NJ gas explosion photo courtesy Ocean County Sheriffs Office 298x210 Cracked gas main blamed for NJ house explosionSTAFFORD TOWNSHIP, N.J. — A natural gas utility crew discovered a crack in a two-inch, steel fortified-gas main three feet under a New Jersey house that exploded Tuesday morning, injuring 15 people and causing extensive damage to nearby homes.

The Ocean County Prosecutor’s Office said that natural gas leaked through the crack in the pressurized pipe into a small underground water main and up into the basement of a house at 59 Oak Ave. in Stafford Township.

The smell of natural gas had been reported and a New Jersey Natural Gas crew was dispatched to the site along with other responders. The gas accumulated in the home until a basement utility pilot flame ignited it, blasting the home into fragments that littered the neighborhood.

Dean Barrett, 47, a NJ Natural Gas worker, remains in critical condition at AtlantiCare Regional Medical Center in Atlantic City. Ed Jones, another worker, was admitted to the same hospital in critical condition but has since been upgraded to stable.

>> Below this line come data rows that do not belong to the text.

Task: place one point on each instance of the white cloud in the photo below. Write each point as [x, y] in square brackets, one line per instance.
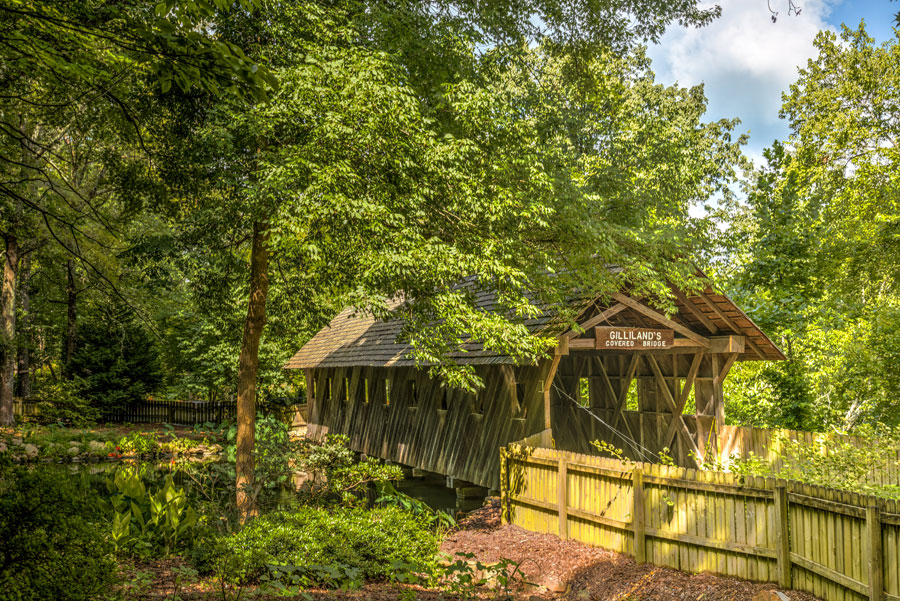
[745, 61]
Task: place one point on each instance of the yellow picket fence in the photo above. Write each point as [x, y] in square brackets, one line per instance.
[840, 546]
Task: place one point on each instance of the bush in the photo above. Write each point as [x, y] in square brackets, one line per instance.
[49, 547]
[62, 404]
[371, 541]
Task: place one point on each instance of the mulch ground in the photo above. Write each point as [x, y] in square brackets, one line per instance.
[557, 570]
[571, 570]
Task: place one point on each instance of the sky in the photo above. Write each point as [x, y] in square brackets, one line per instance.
[745, 61]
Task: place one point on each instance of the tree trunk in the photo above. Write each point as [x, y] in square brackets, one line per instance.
[71, 320]
[247, 369]
[24, 359]
[8, 329]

Five other gas company employees were taken to Southern Ocean Medical Center in Stafford for treatment and have been released. The house explosion also injured six Stafford Township Volunteer Fire Company firefighters and two Stafford EMS workers. All were treated at Southern Ocean Medical Center Tuesday and released.

According to the Asbury Park Press, the faulty gas main is not old by industry standards. It was installed in 1981 and provides services to 335 customers. The gas company repaired and retested the line, deeming it safe late Tuesday night.

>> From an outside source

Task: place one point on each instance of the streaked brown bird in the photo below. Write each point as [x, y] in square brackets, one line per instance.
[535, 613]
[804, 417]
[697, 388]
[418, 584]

Neighbors, some of whom have been displaced, told the Asbury Park Press that property damage to nearby homes is severe, with blown-out windows, doors, and walls. Parts of the shattered house and its contents, including wood, insulation, shingles, toys, billiard balls, glass and other debris, are strewn across neighboring rooftops, lawns and streets.

Investigators are still trying to determine what caused the gas main to crack.

The Asbury Park Press said the blast reminded some local residents of a natural gas explosion that occurred at a Petco about 50 miles south in Eatontown 10 years ago. That explosion killed dozens of dogs, cats, and other animals and trapped two people “under a mountain of rubble.”